The warning follows a recent Newfoundland and Labrador case which illustrates just how thorough an employer must be in order to prove voluntary resignation and protect the company from legal contention.
Employee Ralph Evans had been fleet manager at Avalon Ford auto dealership – the largest Ford dealership in Atlantic Canada – for more than 12 years when he was reprimanded harshly by the dealership’s owner.
As a result of the reprimand, Evans – who was known to have cardiac health problems – suffered what his doctor later diagnosed as an “acute stress reaction.”
Evans told the company’s comptroller; “I'm done; I can't deal with this anymore,” and despite attempts to calm him down and advice not to “do anything stupid,” Evans proceeded to the owner’s office.
Here, Evans asked if the owner wanted him to resign. The dealership’s owner, David Wilkins, told him; “No. If I had wanted to fire you I would have done it his morning."

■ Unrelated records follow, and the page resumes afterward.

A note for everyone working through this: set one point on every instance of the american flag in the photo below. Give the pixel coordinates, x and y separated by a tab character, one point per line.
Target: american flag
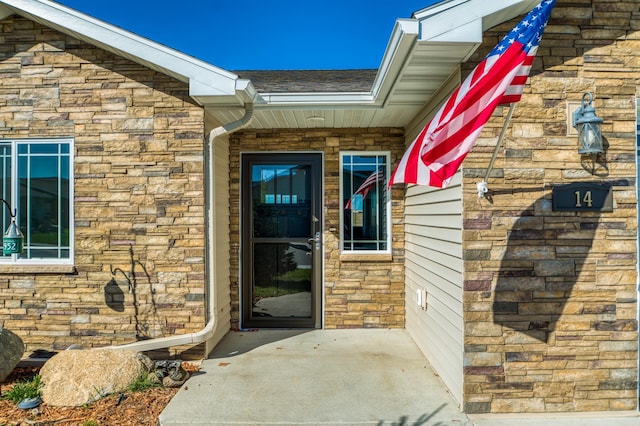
367	185
438	151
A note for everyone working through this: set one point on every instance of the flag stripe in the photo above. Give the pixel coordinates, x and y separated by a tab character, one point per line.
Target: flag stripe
438	151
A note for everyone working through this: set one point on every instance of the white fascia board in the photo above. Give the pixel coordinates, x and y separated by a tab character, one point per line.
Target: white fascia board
401	43
207	78
5	12
453	18
333	100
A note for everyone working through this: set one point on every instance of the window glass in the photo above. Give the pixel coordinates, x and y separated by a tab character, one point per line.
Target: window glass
365	202
38	189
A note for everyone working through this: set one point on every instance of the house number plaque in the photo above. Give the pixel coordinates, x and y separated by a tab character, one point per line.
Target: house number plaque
578	197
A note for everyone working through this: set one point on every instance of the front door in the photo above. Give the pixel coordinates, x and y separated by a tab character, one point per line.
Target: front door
281	240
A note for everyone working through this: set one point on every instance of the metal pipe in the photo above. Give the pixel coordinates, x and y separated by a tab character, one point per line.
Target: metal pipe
482	186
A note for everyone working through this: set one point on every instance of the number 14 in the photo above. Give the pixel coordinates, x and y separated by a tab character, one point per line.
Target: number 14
583	199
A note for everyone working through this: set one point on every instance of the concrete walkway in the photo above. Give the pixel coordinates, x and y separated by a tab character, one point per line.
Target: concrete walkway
335	377
330	377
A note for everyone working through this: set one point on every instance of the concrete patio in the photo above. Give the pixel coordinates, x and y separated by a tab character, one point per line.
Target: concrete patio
337	377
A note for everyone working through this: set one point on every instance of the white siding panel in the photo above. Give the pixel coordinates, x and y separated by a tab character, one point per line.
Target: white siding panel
433	253
219	257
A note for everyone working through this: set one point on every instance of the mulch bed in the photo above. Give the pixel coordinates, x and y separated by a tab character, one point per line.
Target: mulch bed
132	408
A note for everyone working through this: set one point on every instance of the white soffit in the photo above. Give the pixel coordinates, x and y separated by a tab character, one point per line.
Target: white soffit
204	79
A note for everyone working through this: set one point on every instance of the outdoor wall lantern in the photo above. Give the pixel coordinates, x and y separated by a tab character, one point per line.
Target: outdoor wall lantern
12	241
588	126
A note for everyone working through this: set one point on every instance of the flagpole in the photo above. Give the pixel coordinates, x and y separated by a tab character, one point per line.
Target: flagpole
482	186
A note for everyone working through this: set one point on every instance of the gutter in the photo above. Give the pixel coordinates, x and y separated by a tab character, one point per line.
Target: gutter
210	328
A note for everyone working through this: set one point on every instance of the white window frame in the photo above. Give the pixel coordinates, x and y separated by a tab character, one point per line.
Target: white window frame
388	222
13	201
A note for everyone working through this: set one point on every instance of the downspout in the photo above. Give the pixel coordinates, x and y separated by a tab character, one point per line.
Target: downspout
210	328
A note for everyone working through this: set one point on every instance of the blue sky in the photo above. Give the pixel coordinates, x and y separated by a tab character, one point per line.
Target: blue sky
264	34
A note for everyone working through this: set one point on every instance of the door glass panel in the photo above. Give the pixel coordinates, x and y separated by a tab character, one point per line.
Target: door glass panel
282	280
281	206
282	256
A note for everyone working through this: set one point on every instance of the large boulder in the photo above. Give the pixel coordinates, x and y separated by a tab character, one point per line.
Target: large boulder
11	351
76	377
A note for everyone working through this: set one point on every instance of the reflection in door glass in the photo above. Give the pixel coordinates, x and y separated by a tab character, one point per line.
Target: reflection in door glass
281	205
282	280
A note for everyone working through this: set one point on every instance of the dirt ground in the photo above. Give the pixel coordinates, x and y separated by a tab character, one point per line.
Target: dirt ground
138	408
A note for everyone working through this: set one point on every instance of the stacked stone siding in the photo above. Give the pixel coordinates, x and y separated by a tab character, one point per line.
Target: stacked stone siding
139	196
550	297
358	292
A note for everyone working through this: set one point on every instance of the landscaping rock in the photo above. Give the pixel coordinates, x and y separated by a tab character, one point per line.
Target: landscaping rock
75	378
11	351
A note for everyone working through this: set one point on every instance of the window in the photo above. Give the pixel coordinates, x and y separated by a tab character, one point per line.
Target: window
36	180
365	203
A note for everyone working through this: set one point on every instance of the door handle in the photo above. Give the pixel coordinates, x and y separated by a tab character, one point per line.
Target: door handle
316	240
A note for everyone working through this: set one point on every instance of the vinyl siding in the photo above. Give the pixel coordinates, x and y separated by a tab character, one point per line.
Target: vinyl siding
220	258
433	250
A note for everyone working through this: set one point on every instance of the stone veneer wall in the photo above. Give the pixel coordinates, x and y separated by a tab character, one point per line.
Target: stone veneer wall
139	197
359	292
550	297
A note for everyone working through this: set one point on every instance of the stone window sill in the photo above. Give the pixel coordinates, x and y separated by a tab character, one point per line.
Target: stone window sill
374	257
37	269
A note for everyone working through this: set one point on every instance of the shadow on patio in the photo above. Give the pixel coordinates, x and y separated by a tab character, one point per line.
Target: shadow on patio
292	377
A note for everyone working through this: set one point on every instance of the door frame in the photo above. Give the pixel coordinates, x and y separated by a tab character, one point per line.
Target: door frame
247	159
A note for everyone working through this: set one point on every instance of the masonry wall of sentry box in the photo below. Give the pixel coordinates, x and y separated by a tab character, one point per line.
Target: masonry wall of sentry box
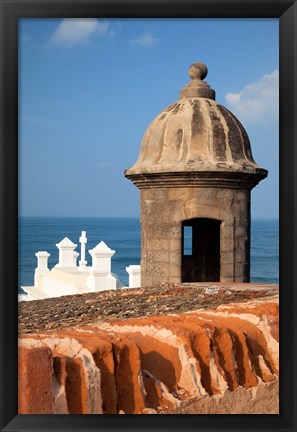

Wilkins continued; "We are going to do fleet business with or without you. You need to walk around the building and decide what you want to do".
Evans later placed his work cell phone and keys on the general sales manager’s desk and stated "I'm done".
The next day, Evans telephoned the dealership to speak to Wilkins but was unable to reach him. Wilkins assumed that he had resigned and abandoned the dealership at their busiest time of year.
Just days later, Evans received the diagnosis of “acute stress reaction” and was given a medical note supporting his inability to return "to his present employment".
Evans finally provided Wilkins with a letter explaining why he had left the dealership and insisted his departure was involuntary. However, when the dealership subsequently received his disability claim forms, it was noted that Evans had resigned without notice and with “no prior indications or discussions of health or work issues due to stress.
As a result, Evans did not qualify for short-term disability benefits.
Justice Gillian Butler, presiding over the case, found that Evans’ resignation was in fact involuntary – she also argued that the employer’s action were not only insensitive but intended to deliberately deprive Evans of his short term disability benefits.
Butler insisted that the employer had an obligation to make its intentions clear and should have made further inquiries into Evans’ departure.
“She found that even if Mr. Evans had resigned, the duty of good faith and fair dealing was breached by the dealership in failing to provide Mr. Evans with time to cool off and reconsider,” explains employment law
yer Ashley Savinov.
The onus really is on employers to prove an employee voluntarily resigned, added Savinov.
While it was agreed that appropriate notice would be 12 months’, Evans had indicated he no longer wanted the increased responsibilities of fleet manager and Justice Butler determined that Evans’ damages should be therefore be calculated based upon a wage appropriate to a lower position.
Although Evans earned approximately $165,000 as fleet manager, a modified role would only offer between $80,000 and $90,000 – on this basis, Justice Butler calculated the pay in lieu of notice based on a salary of $85,000.
He also received an award of $14,450 based on the short term disability benefits that he should have received so, in total, the damage award for pay in lieu of notice amounted to $46,201.
Additionally, Evans earned $26,661 in “special damages” since it was found In finding that an implied term of Evans' employment was that he would receive one third of any incentive received from Ford Motor Company of Canada.
“This decision serves as a reminder to employers that they have the onus of proving that an employee voluntarily resigned,” stresses Cox and Palmer lawyer Savinov. “The employer must take steps to clarify the employee's intention by making further enquiries,” she advises.
When it comes to resignations, employers are being reminded to clarify beyond all doubt that a worker truly intends to quit – especially if that employee is under extreme stress. Failure to do so could result in serious financial repercussions.